Everyone has their own icon for a harbinger of fall, but mine has to be the assassin bugs in the genus Acholla (Gesundheit!). Adult specimens can actually be found regularly beginning in July, at least in some localities, but are most obvious in autumn, perhaps because foliage is falling and prey insect populations are beginning to decline.
I first encountered these assassins in Massachusetts in 2009. I found one climbing on a signpost at the Mount Sugarloaf State Reserve in South Deerfield on November 1. Acholla multispinosa is our most widespread species, the only one found in eastern North America from New England south along the Appalachia Mountains to Tennessee and North Carolina, west through the Great Lakes, to Kansas, Nebraska, and southeast Iowa.
Here in Colorado, our common species is A. ampliata, which also occurs in California, Utah, Arizona, and New Mexico. Last year I found one on September 2, and another on September 8, both apparently males. I found what I assume to be a gravid female just last Friday, October 23, 2015. All the specimens were found beneath a large cottonwood tree in our reasonably urban, residential neighborhood. The bugs had apparently fallen out of the tree and were on a tall, plastic utility box beneath it.
Acholla is easily mistaken for the more common Sinea species, but lacks the "thorny" appearance of that genus, and has no prominent spines on the inner surface of the tibia ("shin" segment) on the front leg. Acholla average slightly larger, too, ranging from 12-16 millimeters in body length compared to 12-14 for Sinea.
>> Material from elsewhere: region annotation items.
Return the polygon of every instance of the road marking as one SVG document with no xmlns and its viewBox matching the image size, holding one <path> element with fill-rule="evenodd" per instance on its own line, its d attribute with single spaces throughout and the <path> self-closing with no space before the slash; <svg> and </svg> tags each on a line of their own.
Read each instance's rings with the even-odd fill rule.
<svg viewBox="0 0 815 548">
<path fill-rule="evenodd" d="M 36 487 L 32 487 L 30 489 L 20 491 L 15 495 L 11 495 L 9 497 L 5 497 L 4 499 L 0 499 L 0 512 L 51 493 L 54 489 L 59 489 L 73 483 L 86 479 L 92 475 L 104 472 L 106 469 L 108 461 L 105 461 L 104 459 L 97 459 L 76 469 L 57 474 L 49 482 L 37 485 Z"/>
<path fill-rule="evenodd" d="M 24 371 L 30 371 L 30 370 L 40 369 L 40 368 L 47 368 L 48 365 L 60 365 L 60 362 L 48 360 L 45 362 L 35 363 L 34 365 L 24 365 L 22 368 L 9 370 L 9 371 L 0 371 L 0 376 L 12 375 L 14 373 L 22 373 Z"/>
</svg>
There is a third species of Acholla, A. tabida, found in California and Mexico.
What do these assassin bugs feed on? According to one reference, A. multispinosa is an enemy of the Pine Webworm, Pococera robustella, a caterpillar in the moth family Pyralidae. Another source reports the bug to prey on caterpillars of the Codling Moth, Cydia pomonella, family Tortricidae (the "worm" in the apple). Acholla in general are mostly arboreal (tree-dwelling) and thus feed upon insects associated with trees. Indeed, woodlands and orchards seem to be this insect's primary haunts.
Acholla overwinters in the egg stage. The eggs are adhered to a substrate with, and protected by, a hardened secretion from the female's subrectal glands. This material probably insulates the eggs from weather and dessication, but may also repel potential egg predators. Diligent searching has failed to turn up any further information on the life history of Acholla. More appears to be known about its chromosomes, ironically enough.
So, before you put away your field gear for the winter, take one last look for these autumn assassins. You might easily add to our knowledge of their geographic distribution and natural history.
Sources: Drooz, Arnold T. 1985. Insects of Eastern Forests. Washington, DC: U.S. Department of Agriculture Forest Service, Miscellaneous Publication No. 1426. 608 pp.
Hoffman, Richard L. 2006. "Assassin Bugs of Virginia," The Insects of Virginia. No. 15. Martinsville: Virginia Museum of Natural History. 74 pp.
Slater, J.A. and R.M. Baranowski. 1978. How to Know the True Bugs. Dubuque, Iowa: Wm. C. Brown Company Publishers. 256 pp.
Swanson, D.R. 2011. "New State Records and Distributional Notes for Some Assassin Bugs of the Continental United States (Heteroptera: Reduviidae)," Great Lakes Entomologist 44(3-4): 117-138.